Monday, August 1, 2016

What if our galaxy is the cream in a big cup of cold coffee?

What if our galaxy is the cream in a big cup of cold coffee?

I poured a small amount of fridge-temperature cream into my just-poured same-fridge-temperature cold coffee. (Not enough time for the coffee to meaningfully increase in temperature. Lower-rate Brownian motion and regular post-pour chaotic motion still very much in effect, but with no mechanical stirring motion. My preferred cups are circular have a truncated conical tapering which obviously necessarily introduces some circular motion.) Every time I do this, the same two things happen:

1. Right away, there is a stratification effect. The cream punches straight down through the coffee and forms its own density layer, with minimal integration. (Clearly more than zero integration, but without intentional mixing, they remain quite obviously separate.) The height of the layer always seems more than the amount of cream would justify. (This must be a result of the layer taking on the additional volume of coffee post-integration.) Drink result: It's like two-two-two tasty coffee drinks in one! A nice cold bitter on top and a smooth café con crema finish. This is good, and should not be a surprise.

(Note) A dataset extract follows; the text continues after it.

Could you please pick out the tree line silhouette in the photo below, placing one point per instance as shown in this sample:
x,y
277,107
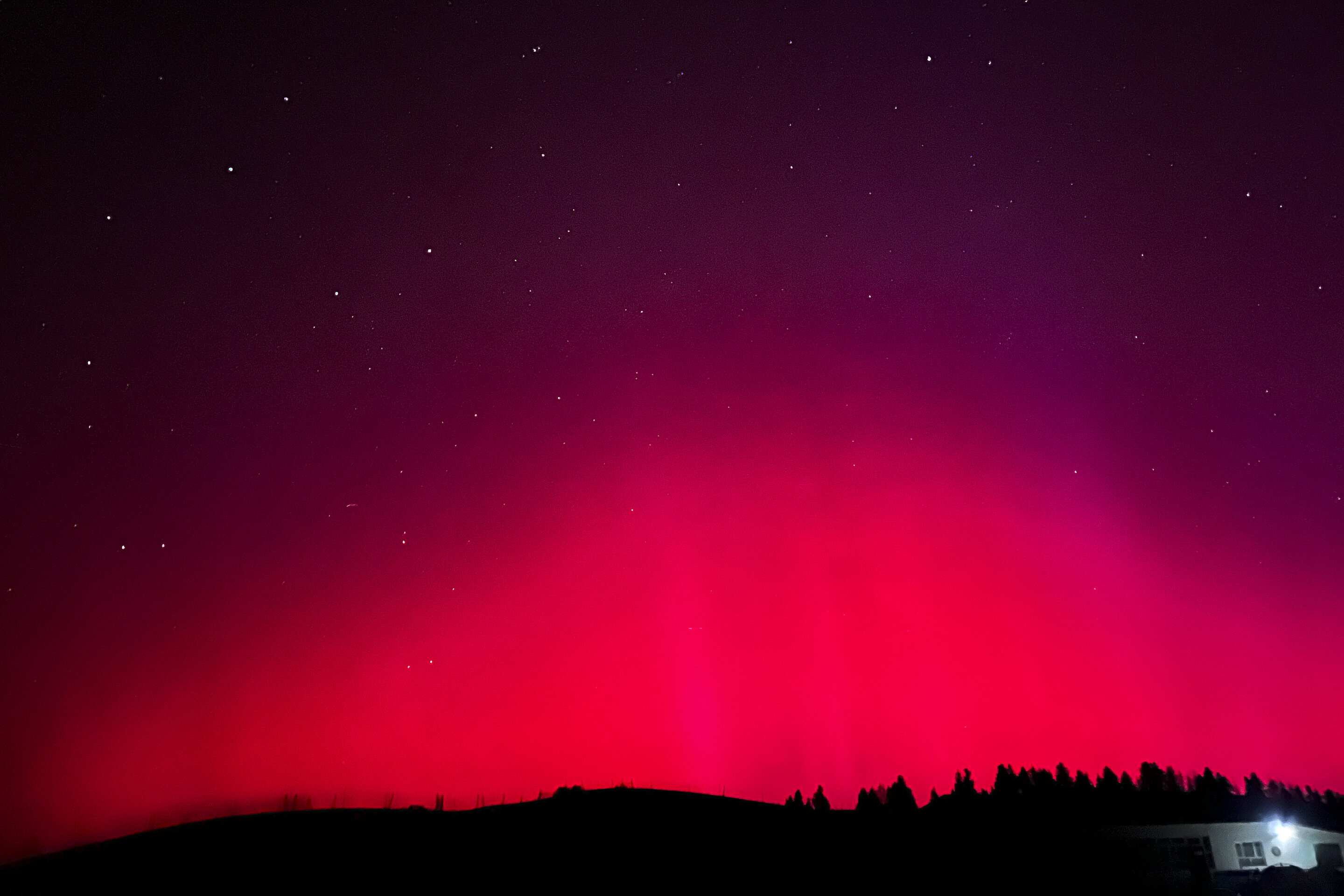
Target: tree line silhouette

2. Almost simultaneously, at the punch-through location, despite the intentional lack of stirring, a swirly thing happens at the very top of the coffee-air interface. The cream stays on top, and proceeds to very gently expand in a spiral galaxy pattern, staying somewhat together. This is of course, perpendicular to the direction of the cream punching through. There is virtually no integration with the coffee layer, other than what must necessarily be happening at the invisible-to-the-naked-eye horizontal interface between the cream and the coffee. No doubt the very low temperature difference must contribute to the low rate of mixing. (Both coffee and cream are fairly miscible liquids.) Even if left alone for a few minutes, there's not much change.

The similarity to spiral galaxies finally struck me today. (Probably because I have work to do.) Are some galaxy formation mechanics a result of a more-or-less linear matter stream that suddenly collided with a bit of chaotically whirling matter, resulting in clearly separate strata in the dimension of the matter stream, leaving only the surface interaction visible? The centre of such a galaxy would be a since-closed path to a second level of organization with deep integration between the original matter stream and whatever it is that comprises the non-empty parts of space.

There are a lot of beautiful images out there that show the galactic* coffee effect far better than I could photograph. I'll leave it to you to find your own faves.

*Language nerds, this word choice was for you.